I peered back around the fascia. Them skinny little bacteria had a different twist to um then the Spirochetes I’ve dealt with around the genitals. I’d also had to duke it out once with a bunch of Borrelias, those jerks that cause Lyme disease. But these guys were different. They had them sharp ends that I bet would let um corkscrew right through the blood-brain-barrier. And those ligands I was pickin’ up told me these stupid germs liked to go for the liver too. What the heck was goin’ on down here? It seems all my vacations get to be workin’ ones.

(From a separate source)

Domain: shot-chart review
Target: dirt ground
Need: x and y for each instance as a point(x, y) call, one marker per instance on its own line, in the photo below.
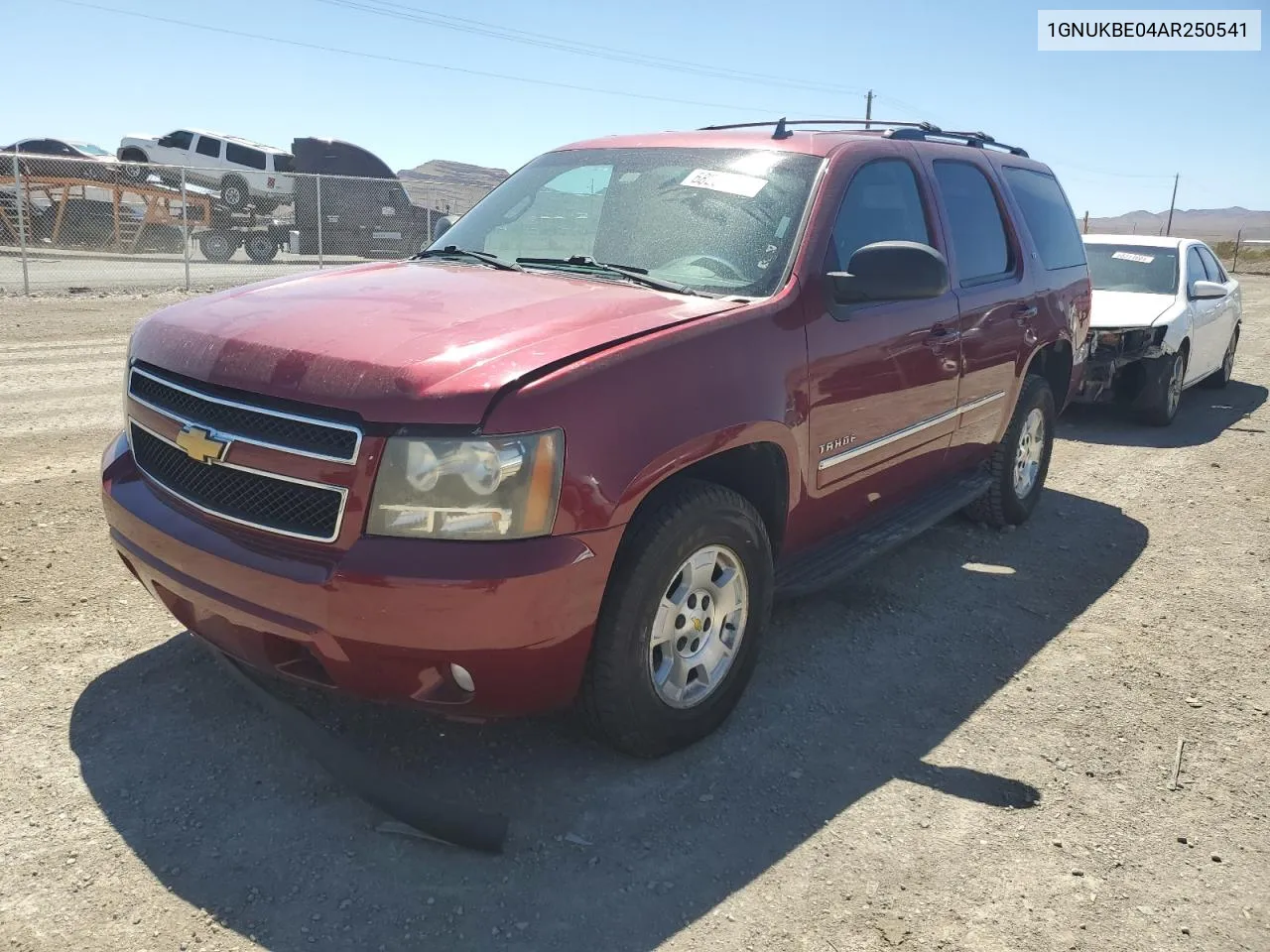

My friend and I sauntered on over to get a closer look at these screwballs. It was dangerous, but that’s what being a CD-4 is all about. Without us, this body wouldn’t outlast a red blood cell. Then it hit me, right in the dextro side of my cell wall. Some goddamn spinning drug crazed jumble of protein. The moron careened off me like I was the side bank of a three quarter a game, greasy pool table. Once it ricocheted a bit away from me, I recognized that stupid ‘Y’ shape — a goddamn antibody, and it was headed right for those Ketes. As I rotated from the collision I began to put things together. I’d seen the configuration of antigens on that reckless antibod somewhere before. Yah, it had to be. The corkscrew shape, the affinity for the liver and the means to cause true havoc in the CNS. I rolled along the membrane walls as quickly as my fembrels would take me. I found my bud and told him what I thought. After we conferred for a couple of seconds, we decided it was time for the cavalry. We both spewed out our whole wad of leukotrienes and lymphokines. Stupid body must have been mucking around barefoot in a horse stall or something. We had to get the whole works down here quick. B-cells, CD8s and we started to get complement riled up.
Never thought I’d get to tangle with Leptospirosis. This vacation was gonna be fun.